La última la ha protagonizado el sr. Teniente de Alcalde del Ajuntament de Barcelona, Albert Batlle, este agosto, expresando sin pelos en la lengua que cuando acabe la pandemia va a proponer que el ocio nocturno cierre a la 1 AM, así, para siempre. Según él “para equipararnos a Europa”, será que no ha pisado Berlín, Amsterdam o Londres de noche en su vida. Ciertamente no se puede esperar mucho de alguien que lleva veintitantos años viviendo exclusivamente de la política, en diferentes partidos, claro.

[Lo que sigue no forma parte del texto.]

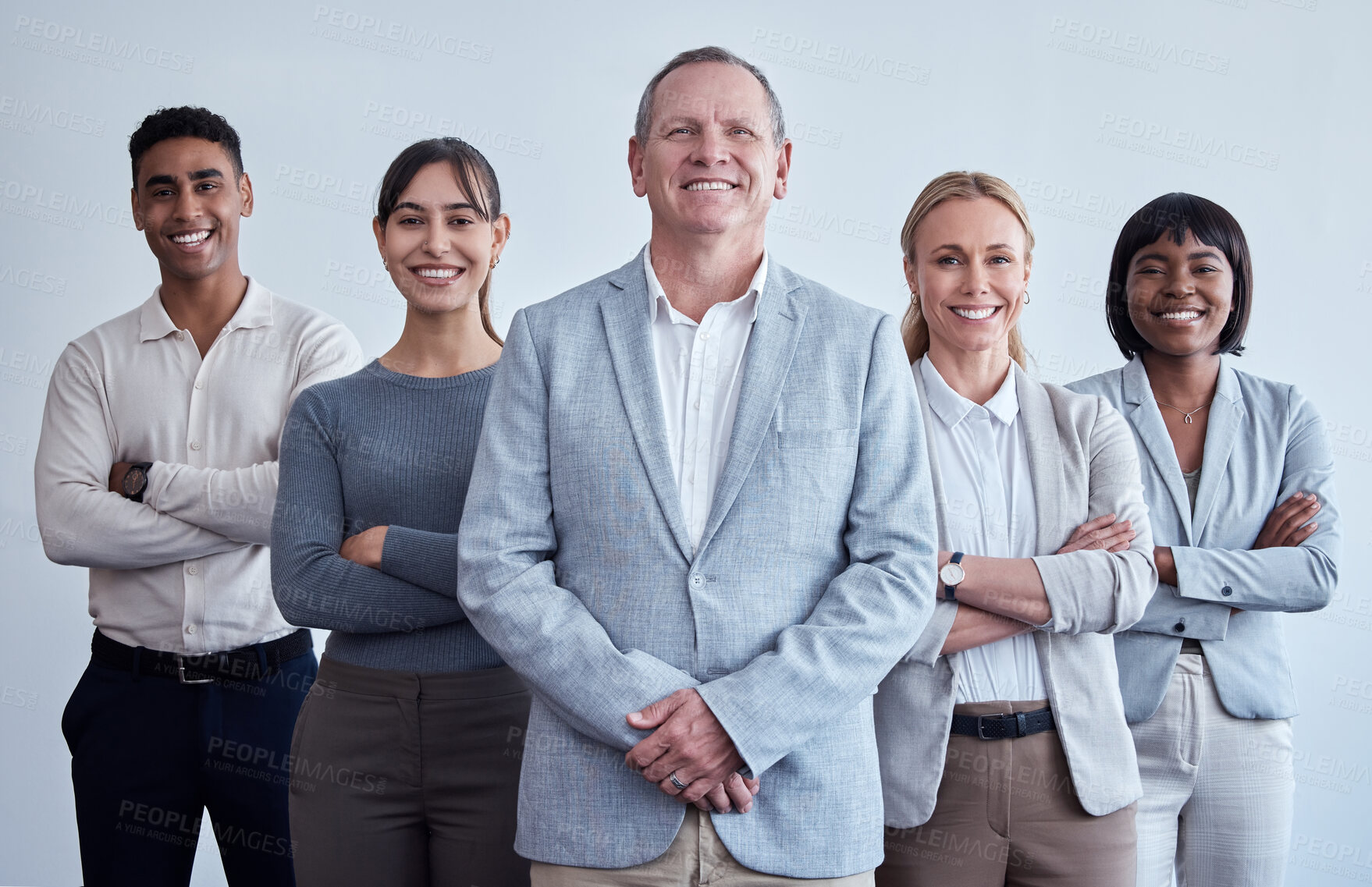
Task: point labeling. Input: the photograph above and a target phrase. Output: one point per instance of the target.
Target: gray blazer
(812, 576)
(1264, 442)
(1082, 465)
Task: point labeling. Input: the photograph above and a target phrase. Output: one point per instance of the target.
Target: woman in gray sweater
(407, 753)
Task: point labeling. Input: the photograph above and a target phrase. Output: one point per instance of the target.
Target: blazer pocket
(816, 438)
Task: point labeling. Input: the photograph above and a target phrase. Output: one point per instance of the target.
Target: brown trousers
(1008, 814)
(408, 779)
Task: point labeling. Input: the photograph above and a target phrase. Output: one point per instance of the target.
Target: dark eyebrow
(450, 208)
(1191, 257)
(673, 122)
(170, 180)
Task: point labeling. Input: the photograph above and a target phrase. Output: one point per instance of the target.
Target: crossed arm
(232, 503)
(81, 521)
(354, 584)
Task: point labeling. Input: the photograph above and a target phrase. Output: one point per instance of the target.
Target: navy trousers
(150, 754)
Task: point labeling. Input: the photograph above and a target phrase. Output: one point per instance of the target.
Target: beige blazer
(1082, 463)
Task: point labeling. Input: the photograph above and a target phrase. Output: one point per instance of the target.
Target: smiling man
(157, 469)
(700, 527)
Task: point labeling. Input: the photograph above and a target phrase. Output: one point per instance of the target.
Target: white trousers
(1217, 790)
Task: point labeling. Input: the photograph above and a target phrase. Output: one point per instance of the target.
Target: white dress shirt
(991, 512)
(186, 569)
(700, 369)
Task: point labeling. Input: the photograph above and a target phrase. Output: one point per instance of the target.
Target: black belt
(1003, 726)
(250, 662)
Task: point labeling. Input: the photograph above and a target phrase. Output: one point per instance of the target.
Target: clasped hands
(688, 742)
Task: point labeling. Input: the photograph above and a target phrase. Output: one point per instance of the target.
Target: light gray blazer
(812, 576)
(1082, 465)
(1264, 442)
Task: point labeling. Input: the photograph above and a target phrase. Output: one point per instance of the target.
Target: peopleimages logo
(45, 114)
(357, 28)
(1139, 45)
(79, 44)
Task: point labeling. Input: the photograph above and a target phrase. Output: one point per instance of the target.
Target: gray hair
(644, 122)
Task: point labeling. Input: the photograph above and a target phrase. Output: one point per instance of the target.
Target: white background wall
(1089, 108)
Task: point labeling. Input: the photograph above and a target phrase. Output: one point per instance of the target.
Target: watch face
(133, 481)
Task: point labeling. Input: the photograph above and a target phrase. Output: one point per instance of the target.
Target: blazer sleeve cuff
(1200, 620)
(929, 646)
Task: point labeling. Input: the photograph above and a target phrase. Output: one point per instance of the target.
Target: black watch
(951, 573)
(136, 480)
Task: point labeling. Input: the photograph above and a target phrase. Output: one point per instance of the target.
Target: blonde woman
(1004, 751)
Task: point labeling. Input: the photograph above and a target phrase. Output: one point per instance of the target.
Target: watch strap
(141, 468)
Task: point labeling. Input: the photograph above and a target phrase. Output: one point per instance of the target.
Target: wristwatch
(951, 573)
(136, 480)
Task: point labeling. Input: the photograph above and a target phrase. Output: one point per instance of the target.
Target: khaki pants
(1217, 790)
(696, 858)
(1008, 814)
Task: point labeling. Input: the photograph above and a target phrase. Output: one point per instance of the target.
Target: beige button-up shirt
(186, 569)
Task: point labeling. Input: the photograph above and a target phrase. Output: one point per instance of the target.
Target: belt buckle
(180, 669)
(981, 726)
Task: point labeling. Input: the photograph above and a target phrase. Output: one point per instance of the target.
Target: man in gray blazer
(700, 527)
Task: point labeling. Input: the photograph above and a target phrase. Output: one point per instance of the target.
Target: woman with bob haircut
(1239, 481)
(407, 753)
(1004, 751)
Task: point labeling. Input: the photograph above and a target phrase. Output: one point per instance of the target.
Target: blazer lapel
(627, 331)
(770, 350)
(1044, 459)
(1221, 431)
(935, 472)
(1147, 421)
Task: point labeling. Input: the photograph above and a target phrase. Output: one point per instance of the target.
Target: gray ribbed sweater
(371, 449)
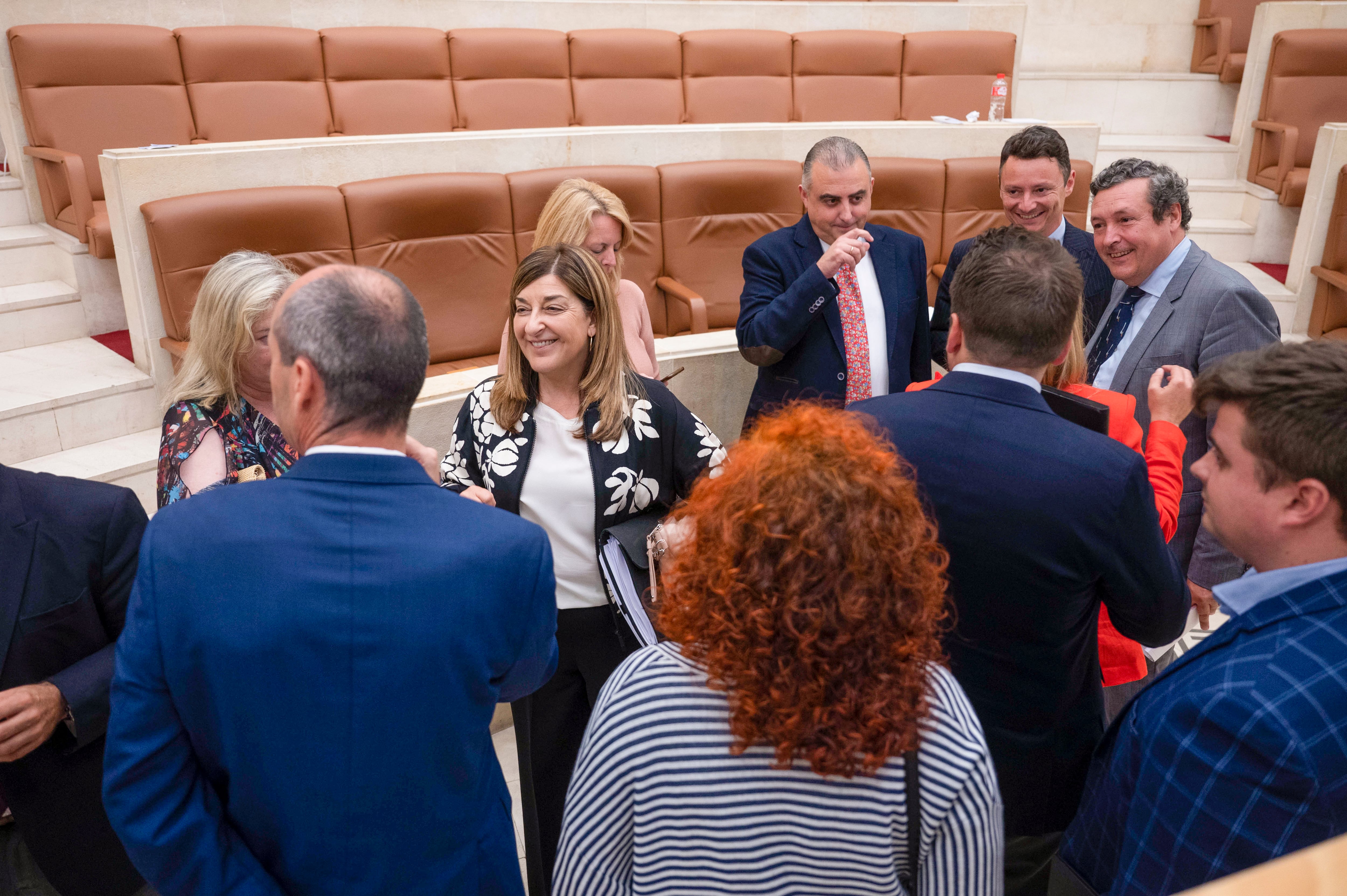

Pero al menos el pundonor democristiano que promulga en este último partido que se ha inventado para seguir viviendo del cuento lo podría exhibir para un sector que lleva veinte meses cerrado y que solo Dios (el suyo no el mío) sabe si volverá a abrir. Lo chungo es que es el concejal de seguridad ciudadana: que Dios nos coja confesadas. Me hubiera gustado ver qué cara ha puesto cuando el sindicato mayoritario de policías ha pedido abrir el ocio nocturno para acabar con los botellones. Y los jueces cuestionando su cierre. Una de palomitas, por favor.
Y es que ahora la pijo progresía se ha apoderado de la ciudad, de su normativa y de su forma de pensar. Ahora los ofendiditos, las señoras bien y los rockerillos indies de antaño que te llamaban “nena” (sin que esto fuera micro machismo), aburguesados y con hijos (algunos hasta deseados), salen de día (brunch mediante) y de noche duermen. Y no se les puede molestar. Ahora las fiestas de los barrios de Carcelona acaban a la 1 AM: ahora ya no hay heavys bebiendo litronas, ni por el Poble Nou ni en la puerta de la Ovella Negra. Ni punkies. Ni peladetes con bomber haciendo cola para entrar en una sesión de techno. Ni garrulas de polígono alrededor del techno business. Antes acababamos todas coinciendo en los afters. Ahora solo hay traperos, a la imagen y semejanza de C.Tangana (no de Jarfaiter). Y traperas a la imagen y semejanza de Rosalía (no de la Zowie puta). A ver si para bien de la sociedad, como decía antes, se siguen llenando las calles de Carcelona de esta tribu, y suena la flauta, y el techno vuelve pronto a los polígonos, y al Moog.